DOD's new data king is skeptical of AI ‘pixie dust’

A Coast Guard Information Systems Technician adjusts cables inside a server room at the Telecommunication and Information Systems Command (TISCOM) Jan. 24, 2013.

A Coast Guard Information Systems Technician adjusts cables inside a server room at the Telecommunication and Information Systems Command (TISCOM) Jan. 24, 2013. Photo by Petty Officer 2nd Class Etta Smith

A more unified approach to data collection will enable bottom-up tools and capabilities

Artificial intelligence may decide who wins and loses future wars but not everything that calls itself “artificial intelligence” promises real intelligence, says Craig Martell, the Pentagon’s Chief Digital and Artificial Intelligence Officer, in an interview as part of the Defense One Outlook series. More importantly, says Martell, many of the agencies, offices, and organizations within DoD that are asking for artificial intelligence really just need to understand their own data. If they can do that, he says, they’ll be able to create their own AI tools that better fit their needs. 

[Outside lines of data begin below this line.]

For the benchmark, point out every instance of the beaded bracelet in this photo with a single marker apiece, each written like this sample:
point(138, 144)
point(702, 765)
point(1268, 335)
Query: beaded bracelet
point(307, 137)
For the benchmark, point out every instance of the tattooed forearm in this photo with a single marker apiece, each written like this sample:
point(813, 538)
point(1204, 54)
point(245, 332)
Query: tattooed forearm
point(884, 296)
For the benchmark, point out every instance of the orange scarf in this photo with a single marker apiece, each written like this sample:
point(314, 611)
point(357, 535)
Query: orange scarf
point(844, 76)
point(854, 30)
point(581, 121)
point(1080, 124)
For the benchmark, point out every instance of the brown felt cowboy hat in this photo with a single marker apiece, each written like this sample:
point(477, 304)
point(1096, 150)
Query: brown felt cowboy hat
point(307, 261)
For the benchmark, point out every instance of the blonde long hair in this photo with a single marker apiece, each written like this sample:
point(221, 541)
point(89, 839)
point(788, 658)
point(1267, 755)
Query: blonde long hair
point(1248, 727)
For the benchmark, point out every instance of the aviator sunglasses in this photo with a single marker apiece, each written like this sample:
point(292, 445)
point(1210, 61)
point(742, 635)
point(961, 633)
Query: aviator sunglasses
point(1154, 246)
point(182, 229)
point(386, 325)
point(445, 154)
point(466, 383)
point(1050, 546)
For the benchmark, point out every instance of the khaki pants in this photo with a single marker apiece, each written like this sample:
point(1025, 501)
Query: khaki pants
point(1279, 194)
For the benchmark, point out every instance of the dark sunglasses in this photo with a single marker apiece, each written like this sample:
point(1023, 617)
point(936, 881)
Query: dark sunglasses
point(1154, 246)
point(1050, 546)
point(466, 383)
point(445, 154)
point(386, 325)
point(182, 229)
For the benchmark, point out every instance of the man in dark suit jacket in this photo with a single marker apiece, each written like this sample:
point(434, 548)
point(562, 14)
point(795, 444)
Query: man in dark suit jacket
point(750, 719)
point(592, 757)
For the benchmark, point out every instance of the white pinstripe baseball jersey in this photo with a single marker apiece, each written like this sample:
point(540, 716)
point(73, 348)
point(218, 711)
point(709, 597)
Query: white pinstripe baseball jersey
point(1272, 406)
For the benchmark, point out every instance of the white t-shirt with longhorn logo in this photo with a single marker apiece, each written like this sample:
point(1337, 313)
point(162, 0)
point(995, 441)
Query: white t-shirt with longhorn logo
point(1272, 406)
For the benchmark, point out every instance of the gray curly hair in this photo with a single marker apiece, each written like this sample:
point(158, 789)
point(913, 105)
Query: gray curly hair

Martell’s 9-month-old office presides over the Defense Digital Service, the Joint Artificial Intelligence Center, as well as the office of the chief technical officer and data analytics division, which maintains Advana, the Defense Department’s primary analytics and auditing platform. 

“We've been spending our last six months trying to figure out what's the right way to take all those four orgs and merge them into one,” he said.

Together, they promise to become a foundation that enables defense agencies to make their own tools while helping the Pentagon’s leaders better understand the widely varying data it holds and generates.

Take the Pentagon’s support for Ukraine. On the one hand, the Defense Department Inspector General has said that the failure of the Defense Department to use the Advana platform to keep track of weapons shipments is hurting the DOD’s ability to monitor the effort. But the use of the platform presents an added burden to soldiers who are trying to get weapons and ammunition to Ukrainians as quickly as possible. 

Martell said that discussion about how to integrate an analytics platform into a fast-moving operation represents exactly the sort of problem that the Defense Department has to wrestle with now, before what he called the “next Ukraine,” meaning the next major logistics or even combat effort abroad. 

“We’ve got to get the foundation right. And if we get the foundation right, then we're going to be open to innovations as they come along. And foundation is data, quality data, accessible, clean, regularly updated and with a notion of ownership,” he said. 

That means dedicated data officers within DOD offices, organizations and components who treat data as an asset not some byproduct of current operations.

Whatever form that merger between those elements ultimately takes, Martell said it will  not pump out lots of new AI models and programs to foist on components, commands, or offices. What’s much more important is helping different entities in the Defense Department understand what data they actually have that could go into an AI application or model that they build themselves. 

“We're going to have to figure out a way to make this work without really top-down demand, but with bottom up,” he said.

But that’s if an AI tool is even needed at all. Too many managers, he says, suffer from this “feeling like we don't know what our data says. So we need something like magical pixie dust called AI, which obviously is not the right way to think about it. I think that will go away when people can just see the value of their data.”

Martell’s Outlook session ran Thursday.